However, while Musk is convinced that LiDAR isn’t worthwhile for autonomous driving, executives at Google’s Waymo business beg to differ. At a developer event in 2019, Waymo’s Principal Scientist Drago Anguelov commented “You can imagine doing driving just with cameras, but you would need the best camera systems to really handle it. So that’s a very big bet that you can achieve it.

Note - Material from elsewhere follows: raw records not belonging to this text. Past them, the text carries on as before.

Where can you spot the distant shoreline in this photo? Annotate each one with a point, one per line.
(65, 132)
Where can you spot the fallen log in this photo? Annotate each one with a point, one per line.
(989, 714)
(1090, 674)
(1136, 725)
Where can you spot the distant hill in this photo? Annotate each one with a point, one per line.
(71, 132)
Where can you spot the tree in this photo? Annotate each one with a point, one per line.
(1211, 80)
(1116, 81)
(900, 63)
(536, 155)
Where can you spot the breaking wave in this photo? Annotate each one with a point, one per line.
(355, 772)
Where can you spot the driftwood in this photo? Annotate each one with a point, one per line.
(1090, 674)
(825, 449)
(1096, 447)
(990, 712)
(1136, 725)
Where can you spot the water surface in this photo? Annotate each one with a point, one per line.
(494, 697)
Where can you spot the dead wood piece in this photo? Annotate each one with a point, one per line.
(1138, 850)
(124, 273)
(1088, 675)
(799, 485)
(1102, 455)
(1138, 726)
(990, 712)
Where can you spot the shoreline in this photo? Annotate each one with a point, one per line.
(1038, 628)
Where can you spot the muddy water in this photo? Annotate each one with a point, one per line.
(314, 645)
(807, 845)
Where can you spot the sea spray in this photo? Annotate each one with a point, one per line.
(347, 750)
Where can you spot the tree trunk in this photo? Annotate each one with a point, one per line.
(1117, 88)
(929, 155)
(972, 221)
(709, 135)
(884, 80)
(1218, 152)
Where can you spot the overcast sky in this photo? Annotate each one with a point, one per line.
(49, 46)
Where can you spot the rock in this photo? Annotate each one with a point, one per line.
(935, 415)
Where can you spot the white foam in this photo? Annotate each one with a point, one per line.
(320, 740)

And it’s very, very risky, and it’s not necessary.” He added that his firm had better data courtesy of LiDAR which helps it “build the right simulation environments.” CTO Dmitri Dolgov shared that using LiDAR was “all about taking the best of both worlds and combining them in an intelligible way to have the most capable and the safest system that you can have.”

So, while Musk and the autonomous driving industry battle it out, we decided to look at which autonomous driving stocks hedge funds are piling into. The industry hasn’t performed too well in 2024 as a broader automotive and EV slowdown has meant that orders for self-driving equipment providers have slowed down. The slowdown has led to some stocks losing as much as 58% year-to-date, and as you read on, you’ll understand why.

Our Methodology

For our list of the best self-driving technology stocks, we ranked the holdings of Global X’s autonomy ETF with significant exposure to autonomous driving by the number of hedge funds that had bought the shares during Q3 2024 and picked out the top stocks. For an alternative list that focuses on the best autonomous driving car companies, please visit 10 Best Autonomous Driving Stocks to Buy.

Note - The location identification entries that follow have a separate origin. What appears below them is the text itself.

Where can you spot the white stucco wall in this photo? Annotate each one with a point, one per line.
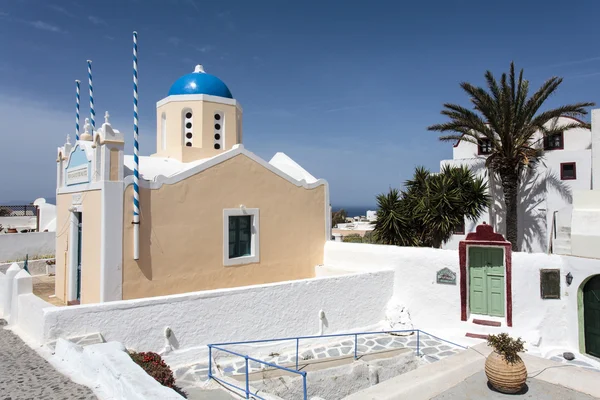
(542, 194)
(585, 224)
(254, 312)
(414, 269)
(110, 371)
(15, 246)
(436, 307)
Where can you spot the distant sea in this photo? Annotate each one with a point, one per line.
(354, 211)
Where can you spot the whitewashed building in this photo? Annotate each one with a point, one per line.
(546, 194)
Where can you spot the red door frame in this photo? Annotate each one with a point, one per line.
(484, 235)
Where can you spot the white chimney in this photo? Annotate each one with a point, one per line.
(596, 149)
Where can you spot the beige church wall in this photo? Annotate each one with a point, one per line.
(63, 202)
(203, 129)
(91, 233)
(91, 230)
(181, 231)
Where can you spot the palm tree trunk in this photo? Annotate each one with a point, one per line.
(510, 187)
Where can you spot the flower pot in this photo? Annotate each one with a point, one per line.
(503, 376)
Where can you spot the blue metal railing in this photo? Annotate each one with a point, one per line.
(246, 357)
(218, 346)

Why are we interested in the stocks that hedge funds pile into? The reason is simple: our research has shown that we can outperform the market by imitating the top stock picks of the best hedge funds. Our quarterly newsletter’s strategy selects 14 small-cap and large-cap stocks every quarter and has returned 275% since May 2014, beating its benchmark by 150 percentage points (see more details here).

10. NXP Semiconductors N.V. (NASDAQ:NXPI)

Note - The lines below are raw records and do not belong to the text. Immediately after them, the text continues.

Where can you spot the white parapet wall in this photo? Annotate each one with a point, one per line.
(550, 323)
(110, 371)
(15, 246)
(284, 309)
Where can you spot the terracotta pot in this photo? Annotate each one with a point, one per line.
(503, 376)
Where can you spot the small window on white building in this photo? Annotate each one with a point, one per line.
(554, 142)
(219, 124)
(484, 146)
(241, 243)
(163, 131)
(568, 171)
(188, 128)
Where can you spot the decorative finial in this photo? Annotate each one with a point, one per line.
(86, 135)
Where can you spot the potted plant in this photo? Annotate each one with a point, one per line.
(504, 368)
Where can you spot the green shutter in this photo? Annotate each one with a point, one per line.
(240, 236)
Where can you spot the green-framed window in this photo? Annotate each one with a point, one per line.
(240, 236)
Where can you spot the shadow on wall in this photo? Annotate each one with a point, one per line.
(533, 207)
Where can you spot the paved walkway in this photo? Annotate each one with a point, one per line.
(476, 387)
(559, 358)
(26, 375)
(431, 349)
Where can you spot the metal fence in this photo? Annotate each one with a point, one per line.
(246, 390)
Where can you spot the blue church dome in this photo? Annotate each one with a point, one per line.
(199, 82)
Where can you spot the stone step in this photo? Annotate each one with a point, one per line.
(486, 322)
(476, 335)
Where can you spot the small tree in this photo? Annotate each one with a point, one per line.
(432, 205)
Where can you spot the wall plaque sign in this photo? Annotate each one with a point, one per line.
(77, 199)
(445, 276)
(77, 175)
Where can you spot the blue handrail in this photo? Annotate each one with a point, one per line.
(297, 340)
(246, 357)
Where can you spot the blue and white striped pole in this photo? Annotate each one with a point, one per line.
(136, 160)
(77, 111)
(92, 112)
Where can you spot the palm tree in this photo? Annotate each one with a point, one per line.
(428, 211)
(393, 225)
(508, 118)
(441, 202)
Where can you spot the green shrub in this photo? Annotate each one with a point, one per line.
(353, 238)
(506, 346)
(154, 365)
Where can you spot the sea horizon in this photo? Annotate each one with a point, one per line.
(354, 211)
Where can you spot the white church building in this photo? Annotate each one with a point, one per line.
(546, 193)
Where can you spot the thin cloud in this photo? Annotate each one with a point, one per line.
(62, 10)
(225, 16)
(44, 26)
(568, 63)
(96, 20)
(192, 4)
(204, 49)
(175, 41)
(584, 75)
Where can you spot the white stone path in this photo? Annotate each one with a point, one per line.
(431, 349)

Number of Hedge Fund Investors In Q3 2024: 44

NXP Semiconductors N.V. (NASDAQ:NXPI) is a semiconductor manufacturing company with wide exposure to the automotive industry. The firm provides hardware for autonomous diving systems, and some of its products include processors and radar transceivers used in ADAS systems. NXP Semiconductors N.V. (NASDAQ:NXPI) benefits from the fact that the semiconductor industry has some of the highest barriers to entry in the world. Therefore, the firm enjoys a sizable moat even during tumultuous times such as 2024 which has seen its shares lose 1.9% year-to-date. However, the fact that NXP Semiconductors N.V. (NASDAQ:NXPI) relies on nearly 57% of its sales from the automotive industry means that the firm has to wait for a recovery in its key market before its shares can see positive catalysts.

During the Q3 2024 earnings call, NXP Semiconductors N.V. (NASDAQ:NXPI)’s shared key details about inventory management which is key to the firm’s future:

“Indeed, we were taken by some surprise, I would say, in the — say, in the August time frame during quarter three by a broadening weakness in the Industrial and IoT market pretty much across the board, which led to a much more cautious stance on their side, Ross, relative to also their inventory positions. And the same is now broadening when you ask for the guidance for Q4, it’s clearly broadening into the automotive segment. There I would exclude China from these discussions. I think you’ve heard similar from our peers. China actually appears to be quite strong. Our growth was led by China in quarter three and the sequential growth. And also in quarter four, China actually will grow from a sequential perspective over quarter three across automotive and Industrial and IoT.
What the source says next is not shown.